Really quickly, here’s the back-story: In late July, the Sea Turtle Rehabilitation Facility (STRF) at Gumbo Limbo Nature Center in Boca Raton took in a Loggerhead Sea Turtle that had been rescued by fishermen. Cindy – as she came to be known – had been attacked by a shark. The tussle had cost her her entire front left flipper and badly damaged her front right flipper. She was given months of intense medical treatment, including sutures to her flipper and daily doses of antibiotics and unpasteurized honey, which was used to fight infection. When she’d first arrived at the STRF, she was 115 pounds, but by the time of her release, she tipped the scales at more than 130 pounds.
Gumbo Limbo, a popular nature/educational/research facility located on the west side of A1A, generously invited the public to attend Cindy’s release into the Atlantic Ocean.

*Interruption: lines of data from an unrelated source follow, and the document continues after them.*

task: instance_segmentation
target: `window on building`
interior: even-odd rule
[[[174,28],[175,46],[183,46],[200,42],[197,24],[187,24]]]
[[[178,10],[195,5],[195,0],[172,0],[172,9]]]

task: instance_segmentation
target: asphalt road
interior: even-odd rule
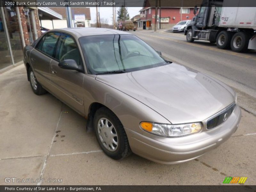
[[[188,44],[181,33],[132,33],[169,60],[231,86],[240,105],[255,109],[255,52]],[[226,177],[245,177],[244,189],[255,191],[245,185],[256,184],[256,116],[244,110],[237,130],[218,148],[185,163],[163,165],[134,154],[120,161],[108,157],[93,133],[86,132],[83,117],[49,93],[33,93],[23,65],[0,75],[0,185],[27,184],[5,181],[15,177],[62,180],[32,185],[230,186],[223,184]]]
[[[206,73],[233,87],[238,104],[256,115],[256,51],[236,53],[205,41],[187,42],[184,33],[131,32],[169,60]]]

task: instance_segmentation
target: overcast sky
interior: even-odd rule
[[[141,7],[127,7],[128,12],[131,19],[134,16],[138,15],[139,13],[139,11],[141,9]],[[112,17],[113,17],[113,11],[112,7],[98,7],[98,10],[100,10],[100,18],[105,18],[108,20],[108,24],[112,24]],[[117,14],[117,10],[119,9],[119,7],[116,7],[116,13]],[[91,17],[92,20],[91,21],[91,23],[94,23],[96,22],[96,7],[90,7],[91,11]]]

There was no charge associated and the regular parking fee was waived in honor of the occasion. I arrived early at Red Reef Park (located across the street from Gumbo Limbo) and secured a front-row spot to take in the spectacle. Soon enough, the crowd around me swelled to more than 500 people. It included young couples, college students, professionals, and retirees. Perhaps best of all, there were dozens of kids who passed the time by playing in the sand and peppering Gumbo Limbo volunteers with questions about Cindy.
As I eyed a storm front that could be seen making its way down the coast from the north, we got word that Cindy had arrived on the beach. Within minutes, a green and yellow John Deere Gator rolled slowly down to the designated release area, with Cindy safely nestled in the back inside a children’s plastic wading pool. Staff and volunteers hoisted the turtle and pool out of the back and set her gently down on the sand as dozens of smartphones recorded the moment. While I wouldn’t want to imply that I could decipher a turtle’s emotions (particularly from my vantage point), it seemed clear that instinct was taking over as the smell of the salty air hit Cindy’s nose. She seemed antsy; she was ready to go home and it was an honor to watch her get there.
Gumbo Limbo is probably best known locally for its tremendous work with sea turtles - the nature center is on the Great Florida Birding and Wildlife Trail. In addition to providing space for turtle research and rehab, they host yearly “turtle walk” and “hatchling” programs designed to educate the public about nesting sea turtles. But the nature center also features a hammock trail boardwalk and a butterfly garden trail; both provide ample opportunity for bird watching (Little Blue Herons and other waders are especially common, and a Whip-poor-will is said to make its home on the grounds) and other nature spotting. With Manatee migration underway, visitors may get a chance to see one of the gentle giants from the center’s Intracoastal Waterway beach. At a suggested donation of $5 per person, it’s an affordable and kid-friendly outing to consider for the holiday break.